# Raised planter bed against side of the house



## Ptron (Nov 28, 2008)

I want to build some raised planter beds out of railroad ties to turn this:










...Into something like this:










What I'm hoping to find out is: 
1)What, if any treatment does that cinder block foundation need before burrying it in dirt 
2)Would something like this tend to retain water against the foundation, possibly leading to basement water problems? If so what can be done to prevent this? First thing that occurs to me is perhaps some sort of solid bedding of gravel at the bottom of the bed sloping away from the house.


----------



## PAbugman (Jun 29, 2010)

Raised planter beds against the house cause more trouble than they are worth. It will definitely increase the moisture against the masonry wall; not just moisture into the wall but wicking up towards the sill and joists. You have nice masonry exposure and distance from the soil; I believe that you should maintain that gap for drying and visual inspection. 
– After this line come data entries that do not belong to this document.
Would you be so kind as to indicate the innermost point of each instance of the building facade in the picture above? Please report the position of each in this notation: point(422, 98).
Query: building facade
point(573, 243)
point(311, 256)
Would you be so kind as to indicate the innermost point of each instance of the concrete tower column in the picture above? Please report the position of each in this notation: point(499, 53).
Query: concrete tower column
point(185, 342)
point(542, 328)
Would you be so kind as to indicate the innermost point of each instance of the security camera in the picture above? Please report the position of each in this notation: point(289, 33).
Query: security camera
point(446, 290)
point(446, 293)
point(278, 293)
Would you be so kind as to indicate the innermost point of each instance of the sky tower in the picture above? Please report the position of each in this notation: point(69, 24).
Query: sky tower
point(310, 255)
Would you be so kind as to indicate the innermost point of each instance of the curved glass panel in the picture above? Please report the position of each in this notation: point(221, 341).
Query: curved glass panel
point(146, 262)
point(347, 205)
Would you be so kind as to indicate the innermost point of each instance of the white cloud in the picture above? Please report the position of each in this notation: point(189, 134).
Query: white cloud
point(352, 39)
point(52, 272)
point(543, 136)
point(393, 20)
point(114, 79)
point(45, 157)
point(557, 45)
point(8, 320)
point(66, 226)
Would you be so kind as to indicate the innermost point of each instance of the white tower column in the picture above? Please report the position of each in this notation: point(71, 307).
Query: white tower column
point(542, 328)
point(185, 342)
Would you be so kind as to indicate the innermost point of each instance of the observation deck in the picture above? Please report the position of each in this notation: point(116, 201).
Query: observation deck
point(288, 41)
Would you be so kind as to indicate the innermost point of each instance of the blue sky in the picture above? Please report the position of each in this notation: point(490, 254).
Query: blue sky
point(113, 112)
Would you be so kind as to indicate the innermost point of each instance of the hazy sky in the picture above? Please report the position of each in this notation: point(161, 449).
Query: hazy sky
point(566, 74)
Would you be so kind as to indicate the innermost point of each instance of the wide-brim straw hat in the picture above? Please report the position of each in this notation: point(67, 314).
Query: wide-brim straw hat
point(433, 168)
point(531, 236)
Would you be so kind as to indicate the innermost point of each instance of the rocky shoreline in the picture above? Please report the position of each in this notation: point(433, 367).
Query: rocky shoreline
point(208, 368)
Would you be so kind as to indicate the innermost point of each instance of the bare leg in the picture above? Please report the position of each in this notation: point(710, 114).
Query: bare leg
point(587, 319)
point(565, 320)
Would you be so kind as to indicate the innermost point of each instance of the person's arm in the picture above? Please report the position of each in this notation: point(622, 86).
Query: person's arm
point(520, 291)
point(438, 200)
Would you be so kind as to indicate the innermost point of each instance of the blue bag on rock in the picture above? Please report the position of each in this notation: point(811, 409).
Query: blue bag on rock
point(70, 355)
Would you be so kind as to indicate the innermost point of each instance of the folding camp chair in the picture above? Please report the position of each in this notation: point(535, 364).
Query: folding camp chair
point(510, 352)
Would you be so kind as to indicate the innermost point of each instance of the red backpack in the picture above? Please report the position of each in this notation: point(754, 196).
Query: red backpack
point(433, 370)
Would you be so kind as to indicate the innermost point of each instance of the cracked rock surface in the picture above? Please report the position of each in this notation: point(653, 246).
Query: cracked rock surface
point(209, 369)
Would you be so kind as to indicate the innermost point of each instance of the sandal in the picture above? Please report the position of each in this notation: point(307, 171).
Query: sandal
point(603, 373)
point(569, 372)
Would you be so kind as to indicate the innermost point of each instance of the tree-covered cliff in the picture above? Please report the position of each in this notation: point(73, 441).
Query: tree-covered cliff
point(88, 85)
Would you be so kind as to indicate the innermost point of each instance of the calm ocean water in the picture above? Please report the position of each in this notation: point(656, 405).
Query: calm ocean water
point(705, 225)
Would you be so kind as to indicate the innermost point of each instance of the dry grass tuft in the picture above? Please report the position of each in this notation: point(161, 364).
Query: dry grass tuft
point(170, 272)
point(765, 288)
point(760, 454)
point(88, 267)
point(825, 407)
Performing termite treatments at a house with raised beds against foundation is another level of complication and soil depth.

Whatever is planted in the bed will require watering. In my opinion, nothing should be planted that requires watering near the foundation. Houses have thousands of $$$ worth of spouting, gutters to take away water; watering plantings next to the foundation defeats that purpose. 

Railroad ties don't last long and will harbor carpenter ants. Pressure treated landscape ties last long, but sometimes the pressure treating doesn't penetrate to the center. I have seen termites in the center of large dimension pressure treated wood. Keep the foundation perimeter simple.


----------



## Ptron (Nov 28, 2008)

PAbugman said:


> Raised planter beds against the house cause more trouble than they are worth. It will definitely increase the moisture against the masonry wall; not just moisture into the wall but wicking up towards the sill and joists. You have nice masonry exposure and distance from the soil; I believe that you should maintain that gap for drying and visual inspection.
> 
> Performing termite treatments at a house with raised beds against foundation is another level of complication and soil depth.
> 
> ...


I appreciate the advice. I'll keep it in mind. I'm going to put _something_ there, whether it be the planter bed or just bushes. Too ugly without it. The cinder block "foundation" goes all the way up to the roof line. The only wood on the outside below the roof is the furring strips the siding is attatched to. I should add that I live in Wisconsin. I think we have termites but it's not really the heart of termite country. Oh, and I drew the bed a little high. It would probably be 6-8" lower than drawn.


----------



## downunder (Jun 13, 2008)

If you really want to put a planter there, pretend that it is a separate structure, just really close to the house. Build it with four complete sides and leave room for ventilation between it and the house.

But I have to vote with bugman on this. Be careful!

PS
Cool the way you drew the planter and inserted it. I need to learn some graphics tricks.


----------